Ocre et mauve, des rouilles tapissent les sols gelés
aux traces défroissées
Deux fois j’ai longé les murailles du Kremlin
mes enjambées de fatigue se resserrent
le temps vient à sa fin
je marche et me retourne
mais l’ombre n’est plus là qui me disait d’aller
Pourtant de temps en temps une main me presse
me pousse vers l’avant
gentiment me bouscule
Va mon âme, va, tendre est ton visage
tisse de tes pas le tissu du chemin
je te suis à la hâte
ton haleine givrée me hâle, me reprend
surtout ne m’attends pas
Va mon âme va
Inversé le blanc de la neige tout à coup est nocturne
mes pas s’enfoncent, crissent
mes bottes mal lacées laissent passer le froid
je force mon allure
C’est au troisième cercle que la mort m’attend.

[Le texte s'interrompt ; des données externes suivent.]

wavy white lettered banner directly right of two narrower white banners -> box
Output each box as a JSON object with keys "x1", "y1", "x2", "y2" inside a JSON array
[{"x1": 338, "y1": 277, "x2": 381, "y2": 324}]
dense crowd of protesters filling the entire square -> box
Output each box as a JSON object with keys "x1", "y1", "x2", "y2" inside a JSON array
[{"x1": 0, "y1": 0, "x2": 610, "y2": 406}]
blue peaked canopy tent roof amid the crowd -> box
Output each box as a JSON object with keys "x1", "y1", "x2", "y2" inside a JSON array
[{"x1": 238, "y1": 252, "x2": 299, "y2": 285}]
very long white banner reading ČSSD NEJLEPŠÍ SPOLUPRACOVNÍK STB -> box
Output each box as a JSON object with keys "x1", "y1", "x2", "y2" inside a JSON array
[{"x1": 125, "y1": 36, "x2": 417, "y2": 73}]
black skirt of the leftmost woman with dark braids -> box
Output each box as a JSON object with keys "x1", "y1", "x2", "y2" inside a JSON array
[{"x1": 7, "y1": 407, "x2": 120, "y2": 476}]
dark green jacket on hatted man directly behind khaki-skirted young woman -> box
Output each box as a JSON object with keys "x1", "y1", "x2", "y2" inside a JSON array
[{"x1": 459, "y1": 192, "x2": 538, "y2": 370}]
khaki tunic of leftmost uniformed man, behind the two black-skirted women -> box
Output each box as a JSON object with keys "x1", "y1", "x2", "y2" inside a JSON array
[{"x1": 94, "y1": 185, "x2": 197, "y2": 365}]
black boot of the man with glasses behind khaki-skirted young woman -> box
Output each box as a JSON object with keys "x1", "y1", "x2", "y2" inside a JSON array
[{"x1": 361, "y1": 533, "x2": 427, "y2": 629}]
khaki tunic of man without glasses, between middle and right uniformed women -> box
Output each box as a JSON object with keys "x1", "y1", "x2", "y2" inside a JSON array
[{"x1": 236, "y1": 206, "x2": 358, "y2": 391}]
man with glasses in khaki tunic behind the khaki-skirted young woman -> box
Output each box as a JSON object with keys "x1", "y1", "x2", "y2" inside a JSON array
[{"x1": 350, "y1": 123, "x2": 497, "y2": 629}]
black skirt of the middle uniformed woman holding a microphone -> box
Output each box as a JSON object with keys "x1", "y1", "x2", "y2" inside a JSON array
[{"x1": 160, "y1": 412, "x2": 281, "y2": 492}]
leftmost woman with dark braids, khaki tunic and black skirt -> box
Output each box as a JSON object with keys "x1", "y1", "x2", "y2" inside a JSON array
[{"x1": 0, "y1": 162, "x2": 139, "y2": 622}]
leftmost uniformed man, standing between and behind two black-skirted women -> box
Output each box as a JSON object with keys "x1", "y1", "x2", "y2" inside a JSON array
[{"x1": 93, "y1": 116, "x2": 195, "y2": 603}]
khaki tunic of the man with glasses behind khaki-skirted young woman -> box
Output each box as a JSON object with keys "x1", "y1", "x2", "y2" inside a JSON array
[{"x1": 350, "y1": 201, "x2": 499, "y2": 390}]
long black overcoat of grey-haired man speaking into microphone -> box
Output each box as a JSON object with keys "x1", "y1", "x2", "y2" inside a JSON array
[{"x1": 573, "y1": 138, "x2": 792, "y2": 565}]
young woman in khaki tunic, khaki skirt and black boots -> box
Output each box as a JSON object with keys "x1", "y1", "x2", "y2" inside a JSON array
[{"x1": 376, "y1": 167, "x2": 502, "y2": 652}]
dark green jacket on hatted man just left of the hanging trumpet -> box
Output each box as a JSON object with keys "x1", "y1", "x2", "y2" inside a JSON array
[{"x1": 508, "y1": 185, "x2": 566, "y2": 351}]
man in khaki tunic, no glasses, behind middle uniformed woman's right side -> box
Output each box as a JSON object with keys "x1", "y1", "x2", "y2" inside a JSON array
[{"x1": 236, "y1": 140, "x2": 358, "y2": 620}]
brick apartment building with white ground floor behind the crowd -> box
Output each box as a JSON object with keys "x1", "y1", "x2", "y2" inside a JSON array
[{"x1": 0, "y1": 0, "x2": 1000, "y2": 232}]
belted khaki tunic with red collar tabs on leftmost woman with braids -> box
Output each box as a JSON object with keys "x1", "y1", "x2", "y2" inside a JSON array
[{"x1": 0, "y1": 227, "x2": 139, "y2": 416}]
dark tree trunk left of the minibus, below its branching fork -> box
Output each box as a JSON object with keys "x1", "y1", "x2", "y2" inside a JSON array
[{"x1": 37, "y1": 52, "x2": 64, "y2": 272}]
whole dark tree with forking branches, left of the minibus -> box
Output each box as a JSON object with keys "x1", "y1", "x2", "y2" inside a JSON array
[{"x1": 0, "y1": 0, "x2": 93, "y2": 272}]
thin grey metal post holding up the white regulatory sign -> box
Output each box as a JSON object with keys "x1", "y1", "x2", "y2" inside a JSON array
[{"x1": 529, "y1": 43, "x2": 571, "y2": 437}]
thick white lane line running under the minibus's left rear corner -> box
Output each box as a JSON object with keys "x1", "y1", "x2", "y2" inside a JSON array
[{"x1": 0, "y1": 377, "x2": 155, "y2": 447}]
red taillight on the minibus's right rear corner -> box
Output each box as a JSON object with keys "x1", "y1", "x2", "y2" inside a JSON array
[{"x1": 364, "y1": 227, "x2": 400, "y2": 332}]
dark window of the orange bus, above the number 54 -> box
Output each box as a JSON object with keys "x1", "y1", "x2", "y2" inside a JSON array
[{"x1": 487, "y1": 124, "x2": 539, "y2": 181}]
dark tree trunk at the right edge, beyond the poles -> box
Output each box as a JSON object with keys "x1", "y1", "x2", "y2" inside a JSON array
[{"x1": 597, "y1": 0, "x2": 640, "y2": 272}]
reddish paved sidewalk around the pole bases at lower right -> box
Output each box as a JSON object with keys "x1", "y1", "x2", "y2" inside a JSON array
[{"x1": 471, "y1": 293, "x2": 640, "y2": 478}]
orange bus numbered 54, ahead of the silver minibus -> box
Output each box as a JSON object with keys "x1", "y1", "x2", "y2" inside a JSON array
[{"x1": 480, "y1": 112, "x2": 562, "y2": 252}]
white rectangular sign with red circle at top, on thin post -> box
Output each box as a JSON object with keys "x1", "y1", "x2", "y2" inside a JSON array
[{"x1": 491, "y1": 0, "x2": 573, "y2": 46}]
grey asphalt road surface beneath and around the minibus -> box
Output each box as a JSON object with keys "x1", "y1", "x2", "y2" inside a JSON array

Poème déjà publié dans le recueil « Sulfures au corps » en 2001 et légèrement modifié pour cette présentation. J’avais pris cette photo bien des années plus tôt, après une longue nuit d’errance dans le vieux quartier de l’Arbat.
Commentaires
Absente quelques jours, j'emporte aux bagages quelques lignes poètes qui vont me faire rêver.
Vous vous doutez bien, cher paul, de mon émotion à cette lecture.
Cher Henri-Pierre, ces lieux autres que l'on parcourt parfois emporte la tristesse. L'émotion m'a pris en lisant ce qu'un des officiants à la cérémonie de Notre-Dame disait hier : " Nous sommes venus donner ensemble un lieu à ceux qui ont disparu dans un lieu qui n'existe pas"...N'est ce pas une terrible mais consolante définition de l'absence et de la mort ? Prenez soin de vous.